Step 4 — Conflict resolution

The two DFS searches are independent. Nothing prevents them from assigning the same cone to both the left and right boundary — this happens at corners where a cone is ambiguously positioned, or when the graph has unexpected cross-edges. Before computing the center line, overlapping cones are resolved with a four-strategy cascade:

  1. Continuity. If the cone's predecessor in one path is within 3 m, that path has a continuous local connection — keep it there, remove from the other. This handles the common case where one boundary "owns" the cone via a short edge while the other reached it via a longer detour.
  2. Curvature direction. Compute the signed turn angle at the conflict cone for both paths using atan2(cross_z, dot). A left turn on the left path is geometrically correct; a right turn on the right path is geometrically correct. The path with the consistent curvature wins.
  3. Remaining length. If after the conflict point one path has 3+ more cones than the other, it's more likely correct. Remove the cone from the shorter path.
  4. Spatial fallback. If the cone's y coordinate is above +0.5 m it's definitively on the left; below −0.5 m it's on the right. Remove from the wrong path. If still tied, give preference to the shorter path.

The cascade is applied independently for every conflicting cone. The O(l × r) cost is from scanning both path arrays to find each conflict, where l and r are the path lengths — typically ≤ 16, so at most 256 comparisons.

Step 5 — Virtual cones and center line

Before computing the center line, gaps larger than 5 m in either path are filled with virtual cones. These are linearly interpolated positions — not real sensor detections — inserted to prevent the center line from jumping over large holes. The number of virtual cones per gap is n = ⌈gap / 3.5⌉ − 1, targeting a maximum spacing of 3.5 m. Their height is the average of the two bracketing real cones, and they're flagged as virtual so downstream code can treat them differently if needed.

The center line is computed by pairing each left cone with its best-matching right cone. "Best" is defined by minimizing |Δx| + |width − 3| subject to |Δx| < 4 m and 1.5 m ≤ width ≤ 5 m.

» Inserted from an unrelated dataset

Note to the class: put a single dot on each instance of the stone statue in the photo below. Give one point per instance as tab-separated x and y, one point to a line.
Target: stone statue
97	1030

The midpoint of each matched pair becomes a center point. The result is sorted by x-coordinate (forward direction) and published as the vehicle's reference trajectory.

There's also a path persistence mechanism: if the new left or right path overlaps more than 60% with the previous frame's path (measured as fraction of positions matched within 80 cm), the previous path is kept unchanged — the new one is assumed to be the same track, not an improvement. The hysteresis increases over time: after 12 stable frames, the system requires the new path to be at least 20% cheaper before switching. This prevents flickering between two valid-looking paths that the cost function can't decisively separate.

Why it's built this way

Every algorithm in this pipeline was chosen to match the latency and resource constraints of a real-time embedded system. The EMA uses constant memory and O(1) update per tracked cone. The KNN graph is O(n²) but n is bounded by the physical number of cones visible — never more than ~40. The DFS is exponential in theory but the geometric pruning makes it linear in practice.

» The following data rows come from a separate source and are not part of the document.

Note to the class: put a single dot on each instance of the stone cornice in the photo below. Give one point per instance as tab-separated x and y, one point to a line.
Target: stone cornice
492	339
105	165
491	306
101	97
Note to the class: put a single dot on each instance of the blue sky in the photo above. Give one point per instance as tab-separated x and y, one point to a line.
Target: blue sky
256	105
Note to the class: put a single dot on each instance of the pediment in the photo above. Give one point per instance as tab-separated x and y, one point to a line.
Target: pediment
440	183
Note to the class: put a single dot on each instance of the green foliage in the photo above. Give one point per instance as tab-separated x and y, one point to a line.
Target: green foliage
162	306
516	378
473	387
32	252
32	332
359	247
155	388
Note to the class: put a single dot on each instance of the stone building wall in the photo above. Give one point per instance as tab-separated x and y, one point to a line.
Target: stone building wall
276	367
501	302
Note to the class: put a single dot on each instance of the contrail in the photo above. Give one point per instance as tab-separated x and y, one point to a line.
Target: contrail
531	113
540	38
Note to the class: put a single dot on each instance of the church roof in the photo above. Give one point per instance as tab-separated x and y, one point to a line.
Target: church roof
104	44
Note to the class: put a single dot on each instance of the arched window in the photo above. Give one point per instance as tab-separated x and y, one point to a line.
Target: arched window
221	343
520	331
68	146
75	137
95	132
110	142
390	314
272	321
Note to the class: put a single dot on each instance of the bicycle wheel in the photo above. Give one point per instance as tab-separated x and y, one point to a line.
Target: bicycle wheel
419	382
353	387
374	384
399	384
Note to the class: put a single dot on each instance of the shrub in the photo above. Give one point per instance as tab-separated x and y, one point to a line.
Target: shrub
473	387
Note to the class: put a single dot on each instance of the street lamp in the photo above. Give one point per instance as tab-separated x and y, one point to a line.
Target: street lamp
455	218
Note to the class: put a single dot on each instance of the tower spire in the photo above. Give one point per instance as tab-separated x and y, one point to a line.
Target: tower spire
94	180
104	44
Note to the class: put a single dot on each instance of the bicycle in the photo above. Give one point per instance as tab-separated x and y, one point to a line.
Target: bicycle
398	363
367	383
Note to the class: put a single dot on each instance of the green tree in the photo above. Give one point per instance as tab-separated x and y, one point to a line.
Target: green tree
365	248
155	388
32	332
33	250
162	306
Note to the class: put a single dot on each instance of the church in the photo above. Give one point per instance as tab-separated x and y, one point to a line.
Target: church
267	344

Crucially, no step requires a global optimizer or iterative convergence. Each stage makes a single pass over its input and hands off a smaller, cleaner representation to the next. The entire detection + tracking + pathfinding pipeline consistently completes in under 10 ms on an ARM laptop, leaving the 33 ms rendering budget untouched. No GPU, no neural network, no ROS — just geometry and a few hundred lines of Rust.

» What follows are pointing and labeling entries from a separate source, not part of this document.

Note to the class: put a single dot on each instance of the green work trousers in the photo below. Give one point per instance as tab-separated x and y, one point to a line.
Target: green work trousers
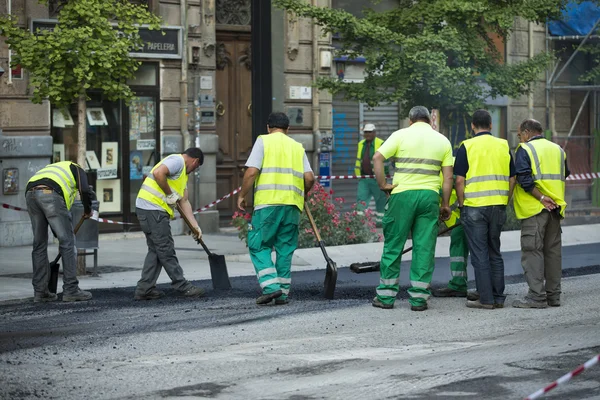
416	211
459	254
368	188
274	227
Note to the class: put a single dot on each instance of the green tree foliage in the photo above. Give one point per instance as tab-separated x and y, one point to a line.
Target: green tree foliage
434	53
89	48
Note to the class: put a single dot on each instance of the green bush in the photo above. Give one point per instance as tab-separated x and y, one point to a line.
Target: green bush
335	226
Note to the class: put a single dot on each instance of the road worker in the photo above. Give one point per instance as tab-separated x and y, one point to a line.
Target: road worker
540	204
367	187
485	178
165	185
459	254
281	175
50	194
419	153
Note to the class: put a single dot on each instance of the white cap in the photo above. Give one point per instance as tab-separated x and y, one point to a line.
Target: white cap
369	128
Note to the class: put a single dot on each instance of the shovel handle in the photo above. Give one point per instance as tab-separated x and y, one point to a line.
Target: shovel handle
448	229
189	224
312	222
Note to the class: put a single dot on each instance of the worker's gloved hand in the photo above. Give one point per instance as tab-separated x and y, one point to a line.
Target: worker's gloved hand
445	213
172	199
197	233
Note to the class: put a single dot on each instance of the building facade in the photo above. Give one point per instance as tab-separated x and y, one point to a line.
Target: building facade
194	88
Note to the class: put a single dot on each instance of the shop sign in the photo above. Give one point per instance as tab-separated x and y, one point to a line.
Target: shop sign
156	45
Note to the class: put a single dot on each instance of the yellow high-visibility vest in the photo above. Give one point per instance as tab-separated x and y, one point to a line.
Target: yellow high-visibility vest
61	174
150	191
281	179
487	180
361	145
455	216
548	171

The main limitation is exactly where you'd expect it: when cones are sparse (long straights, distant corners), the KNN graph becomes sparse, the DFS has fewer paths to explore, and the cost function has less evidence to work with. Virtual cone interpolation patches the center line, but the path quality degrades gracefully rather than catastrophically. For a Formula Student track that stays within 20 m of the sensor, it's more than enough.